私は神戸出身・京都在住のフリーライターですが、過去にごく短い期間、京都のある雑誌編集部で、和菓子のコーナーの編集に携わっていたことがあります。そのため、京都の和菓子の資料を探していました。そこで目にしたのが「清浄歓喜団」(せいじょうかんきだん)という、一風変わった名前のお菓子でした。

清浄? 歓喜? 

迫力のある名前です。お菓子の写真も何かすごい。

その雑誌では既に記事になっていたらしいので、当時私が誌面に取り上げることはなかったのですが、その存在は強く印象に残りました。

清浄歓喜団、1000年の歴史

その後、仕事の合間に調べてみると、清浄歓喜団にはなんと約1000年もの歴史があるとのこと。

奈良時代に唐から伝わったお菓子「唐菓子(からくだもの)」の一つで、当時は貴族しか食べられない高級なものでした。

「歓喜」というのは「歓喜天」というゾウの頭をした仏様のことで、お菓子の「団」が大好物でいらっしゃることからそのお菓子が「歓喜団」になったそうです。今も天台宗・真言宗のお寺の中には歓喜天に清浄歓喜団をお供えするところがあるそうです。

現在、清浄歓喜団を作っておられる亀屋清永(かめやきよなが)さんは、江戸時代に阿闍梨(あじゃり・位の高い僧侶)から作り方を学びました。そういった経緯もあって、現在でも月に約数回、酒や肉を絶ち、心身を清める精進潔斎(しょうじんけっさい)を行ってから作られるそうです。これはもう、普通のお菓子という枠を完全に超えています。仏様への崇敬の念をお菓子という形にしたといえるでしょう。

生粋の京都人は「お団」と呼んで親しんでいるのだとか。さらに、清浄歓喜団にはお香が練り込まれていると聞きました。

ついに清浄歓喜団を入手!

これはすごい。個人的にでも食べてみたい。そこで、八坂神社のすぐそばの、亀屋清永さんに行って、あっさりと清浄歓喜団を手に入れました。

その、清浄歓喜団がこちら。紙箱に入っています。

*箱なしの清浄歓喜団も販売されています。

それでは、早速開けてみましょう。箱のデザインからして重厚感があります。箱を開けて、歓喜団を出します。

想像していたより小ぶりでかわいいです。

でもお菓子から、尋常ではないオーラが出ています。

金袋のような独特の形です。仏教に詳しい方によると、歓喜天には金袋がつきものなのだそうです。

京都の和菓子にはアート作品に例えられるほど美しいものがたくさんありますが、時代でいえば雅な平安時代をイメージさせるものが多いかもしれませんね。

しかし、この清浄歓喜団からは、縄文式土器とか、抽象オブジェとか、方向性が少し違った造形美を感じます。これは歓喜団が元々奈良時代のお菓子だからでしょう。

清浄歓喜団を食べてみた!

匂いをかぐと、ごま油のいい香りがします。

加熱して食べるとより美味しいとのことなので、オーブンで1分ちょっと温めてみました。(機種にもよりますが、もう少し長めの方が良かったかもしれません)

いよいよです。底を割って、米粉と小麦粉で出来た硬めの皮をがじっと強くかじります。そして、中のあんこが口に入ると……

口の中に広がる強烈なお香の香り。

「清め」を意味する7種のお香で、とても香り高いものですが、お香を舌で味わうというのはなかなかない経験です。
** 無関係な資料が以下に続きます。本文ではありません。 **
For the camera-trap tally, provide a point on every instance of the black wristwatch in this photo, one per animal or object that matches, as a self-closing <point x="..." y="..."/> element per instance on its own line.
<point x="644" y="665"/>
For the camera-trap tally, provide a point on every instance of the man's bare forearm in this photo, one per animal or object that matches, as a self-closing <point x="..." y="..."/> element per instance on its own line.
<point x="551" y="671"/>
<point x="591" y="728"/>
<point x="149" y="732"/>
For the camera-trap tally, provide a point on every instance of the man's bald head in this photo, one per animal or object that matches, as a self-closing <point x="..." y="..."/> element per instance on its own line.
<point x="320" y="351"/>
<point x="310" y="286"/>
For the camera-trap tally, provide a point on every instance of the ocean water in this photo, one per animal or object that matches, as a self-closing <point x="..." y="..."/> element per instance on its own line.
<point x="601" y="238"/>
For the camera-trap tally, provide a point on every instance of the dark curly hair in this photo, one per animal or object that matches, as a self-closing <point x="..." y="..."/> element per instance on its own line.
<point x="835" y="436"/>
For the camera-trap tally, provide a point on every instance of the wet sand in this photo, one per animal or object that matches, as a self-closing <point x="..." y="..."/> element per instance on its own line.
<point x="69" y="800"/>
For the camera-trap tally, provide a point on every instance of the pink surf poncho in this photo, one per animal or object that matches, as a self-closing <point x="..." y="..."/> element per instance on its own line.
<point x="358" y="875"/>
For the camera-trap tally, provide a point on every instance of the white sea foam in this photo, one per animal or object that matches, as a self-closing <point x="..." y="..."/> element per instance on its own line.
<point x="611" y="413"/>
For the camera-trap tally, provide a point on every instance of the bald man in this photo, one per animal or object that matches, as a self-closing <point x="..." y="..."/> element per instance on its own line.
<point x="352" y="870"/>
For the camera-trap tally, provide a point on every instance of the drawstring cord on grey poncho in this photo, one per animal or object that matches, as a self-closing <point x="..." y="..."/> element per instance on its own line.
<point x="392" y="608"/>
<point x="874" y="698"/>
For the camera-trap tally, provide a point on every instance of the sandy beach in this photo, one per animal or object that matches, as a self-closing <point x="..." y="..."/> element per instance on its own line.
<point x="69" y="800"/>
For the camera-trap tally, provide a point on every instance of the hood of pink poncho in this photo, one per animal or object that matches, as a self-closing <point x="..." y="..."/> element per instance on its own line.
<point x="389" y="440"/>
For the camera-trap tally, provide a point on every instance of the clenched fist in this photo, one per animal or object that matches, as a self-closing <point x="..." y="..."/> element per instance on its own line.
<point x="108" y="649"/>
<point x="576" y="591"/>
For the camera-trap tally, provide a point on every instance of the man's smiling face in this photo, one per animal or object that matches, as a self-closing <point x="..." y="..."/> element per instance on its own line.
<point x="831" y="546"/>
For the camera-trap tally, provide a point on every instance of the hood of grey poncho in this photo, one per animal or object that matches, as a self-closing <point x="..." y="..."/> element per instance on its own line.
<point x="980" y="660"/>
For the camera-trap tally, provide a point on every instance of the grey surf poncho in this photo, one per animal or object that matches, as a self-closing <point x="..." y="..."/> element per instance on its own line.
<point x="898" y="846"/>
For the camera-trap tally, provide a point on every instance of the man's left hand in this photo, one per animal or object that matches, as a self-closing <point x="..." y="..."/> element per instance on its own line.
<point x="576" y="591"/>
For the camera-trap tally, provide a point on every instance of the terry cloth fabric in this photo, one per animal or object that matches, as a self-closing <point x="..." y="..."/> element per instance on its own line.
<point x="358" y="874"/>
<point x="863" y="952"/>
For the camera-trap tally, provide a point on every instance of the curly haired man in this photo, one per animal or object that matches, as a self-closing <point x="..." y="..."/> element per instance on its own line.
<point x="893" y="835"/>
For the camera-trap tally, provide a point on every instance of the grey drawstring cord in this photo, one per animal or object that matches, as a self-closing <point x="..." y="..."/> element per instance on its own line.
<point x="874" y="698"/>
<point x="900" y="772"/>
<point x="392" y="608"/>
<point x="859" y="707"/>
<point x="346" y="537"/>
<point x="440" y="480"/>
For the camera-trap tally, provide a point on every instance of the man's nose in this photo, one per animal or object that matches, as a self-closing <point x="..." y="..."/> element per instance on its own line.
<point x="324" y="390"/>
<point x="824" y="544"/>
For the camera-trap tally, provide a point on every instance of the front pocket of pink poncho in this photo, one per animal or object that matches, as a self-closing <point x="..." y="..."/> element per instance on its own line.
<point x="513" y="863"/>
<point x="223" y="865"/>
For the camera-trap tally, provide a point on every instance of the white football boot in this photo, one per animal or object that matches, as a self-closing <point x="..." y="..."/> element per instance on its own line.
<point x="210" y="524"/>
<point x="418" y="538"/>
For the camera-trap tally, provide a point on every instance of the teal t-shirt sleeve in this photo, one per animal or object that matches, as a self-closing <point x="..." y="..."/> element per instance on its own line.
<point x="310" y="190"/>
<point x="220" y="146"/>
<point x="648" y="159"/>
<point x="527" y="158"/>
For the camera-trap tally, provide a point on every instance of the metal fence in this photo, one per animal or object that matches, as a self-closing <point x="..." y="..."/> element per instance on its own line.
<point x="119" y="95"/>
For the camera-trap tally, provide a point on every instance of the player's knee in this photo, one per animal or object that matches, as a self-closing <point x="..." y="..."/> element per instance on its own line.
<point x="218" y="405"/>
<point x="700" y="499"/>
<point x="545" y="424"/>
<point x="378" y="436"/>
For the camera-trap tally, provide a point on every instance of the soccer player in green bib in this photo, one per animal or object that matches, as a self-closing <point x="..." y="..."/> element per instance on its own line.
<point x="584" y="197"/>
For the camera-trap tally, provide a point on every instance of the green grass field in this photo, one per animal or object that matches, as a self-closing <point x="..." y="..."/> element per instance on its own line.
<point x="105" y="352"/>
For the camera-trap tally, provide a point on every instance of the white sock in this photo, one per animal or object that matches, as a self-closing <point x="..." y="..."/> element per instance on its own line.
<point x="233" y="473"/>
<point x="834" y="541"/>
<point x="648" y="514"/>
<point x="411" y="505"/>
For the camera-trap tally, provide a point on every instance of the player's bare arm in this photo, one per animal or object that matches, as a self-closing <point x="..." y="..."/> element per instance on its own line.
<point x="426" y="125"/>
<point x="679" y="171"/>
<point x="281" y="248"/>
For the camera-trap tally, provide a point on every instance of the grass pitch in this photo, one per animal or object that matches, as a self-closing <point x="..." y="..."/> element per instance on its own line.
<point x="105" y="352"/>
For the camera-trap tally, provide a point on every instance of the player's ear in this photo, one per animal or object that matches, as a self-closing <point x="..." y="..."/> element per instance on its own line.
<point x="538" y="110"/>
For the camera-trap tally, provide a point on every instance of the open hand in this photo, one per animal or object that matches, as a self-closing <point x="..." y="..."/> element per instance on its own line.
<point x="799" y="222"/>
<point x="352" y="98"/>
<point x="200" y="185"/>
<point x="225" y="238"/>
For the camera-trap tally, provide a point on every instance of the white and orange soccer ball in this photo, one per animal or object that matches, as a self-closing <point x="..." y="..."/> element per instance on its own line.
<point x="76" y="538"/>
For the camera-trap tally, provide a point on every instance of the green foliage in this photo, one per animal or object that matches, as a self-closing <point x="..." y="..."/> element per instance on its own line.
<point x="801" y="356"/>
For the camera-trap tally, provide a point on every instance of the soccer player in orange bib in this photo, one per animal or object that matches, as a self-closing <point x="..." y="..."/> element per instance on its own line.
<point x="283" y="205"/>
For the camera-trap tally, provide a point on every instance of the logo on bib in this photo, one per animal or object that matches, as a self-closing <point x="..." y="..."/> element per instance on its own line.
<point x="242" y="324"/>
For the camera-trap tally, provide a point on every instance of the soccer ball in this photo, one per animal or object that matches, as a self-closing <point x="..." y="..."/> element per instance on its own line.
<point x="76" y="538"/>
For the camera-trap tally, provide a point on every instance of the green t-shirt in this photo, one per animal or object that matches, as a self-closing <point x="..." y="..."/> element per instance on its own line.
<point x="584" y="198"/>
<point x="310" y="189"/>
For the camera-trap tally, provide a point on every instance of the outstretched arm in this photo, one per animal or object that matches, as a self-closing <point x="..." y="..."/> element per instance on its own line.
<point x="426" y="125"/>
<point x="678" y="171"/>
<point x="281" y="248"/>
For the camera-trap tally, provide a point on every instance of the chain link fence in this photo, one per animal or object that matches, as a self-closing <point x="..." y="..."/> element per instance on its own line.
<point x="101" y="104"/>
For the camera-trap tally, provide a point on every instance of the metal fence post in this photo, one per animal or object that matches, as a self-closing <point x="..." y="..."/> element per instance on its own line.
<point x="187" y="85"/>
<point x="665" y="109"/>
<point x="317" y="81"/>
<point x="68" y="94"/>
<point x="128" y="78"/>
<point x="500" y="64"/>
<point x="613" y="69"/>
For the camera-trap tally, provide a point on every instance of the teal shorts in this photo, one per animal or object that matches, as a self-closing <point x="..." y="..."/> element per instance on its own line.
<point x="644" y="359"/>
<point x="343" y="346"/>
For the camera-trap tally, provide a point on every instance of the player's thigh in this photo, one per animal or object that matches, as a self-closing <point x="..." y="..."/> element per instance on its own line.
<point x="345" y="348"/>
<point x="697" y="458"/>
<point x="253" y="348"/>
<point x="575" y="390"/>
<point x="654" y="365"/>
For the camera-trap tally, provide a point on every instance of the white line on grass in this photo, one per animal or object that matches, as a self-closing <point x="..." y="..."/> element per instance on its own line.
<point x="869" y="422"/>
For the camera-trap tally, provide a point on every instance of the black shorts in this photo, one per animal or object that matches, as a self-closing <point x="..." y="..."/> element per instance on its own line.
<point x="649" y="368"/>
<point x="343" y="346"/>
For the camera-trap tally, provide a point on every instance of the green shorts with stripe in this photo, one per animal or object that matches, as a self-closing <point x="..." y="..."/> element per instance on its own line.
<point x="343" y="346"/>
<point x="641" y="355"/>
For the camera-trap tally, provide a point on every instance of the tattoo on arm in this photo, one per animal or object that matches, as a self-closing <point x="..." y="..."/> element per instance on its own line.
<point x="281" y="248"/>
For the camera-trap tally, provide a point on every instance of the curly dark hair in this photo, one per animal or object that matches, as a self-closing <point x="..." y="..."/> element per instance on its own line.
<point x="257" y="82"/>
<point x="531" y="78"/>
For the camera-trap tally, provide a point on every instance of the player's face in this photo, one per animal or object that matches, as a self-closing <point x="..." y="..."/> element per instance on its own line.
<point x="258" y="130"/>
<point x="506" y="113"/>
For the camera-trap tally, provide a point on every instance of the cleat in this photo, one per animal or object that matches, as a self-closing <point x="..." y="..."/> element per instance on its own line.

最初はお香の香りに驚いて不思議な感じを受けます。しかも甘い。

一瞬脳が混乱します。

でも、甘いといっても、丁寧に作られたこし餡の上品ですっきりした甘さです。食べ進めると、だんだんほっこり安心するような感じがしてきて、なんだか体内から清められそうな気がします。金袋の口の部分はカリカリしているので、口直しにいいです。

清浄歓喜団・味のイメージは……?

このお菓子のイメージを一言で言うと、「お寺」です。それも、古くからあるお寺。なんともありがたい味です。後味も良かったです。食後しばらく、口の中がごま油とお香の良い香りで満たされました。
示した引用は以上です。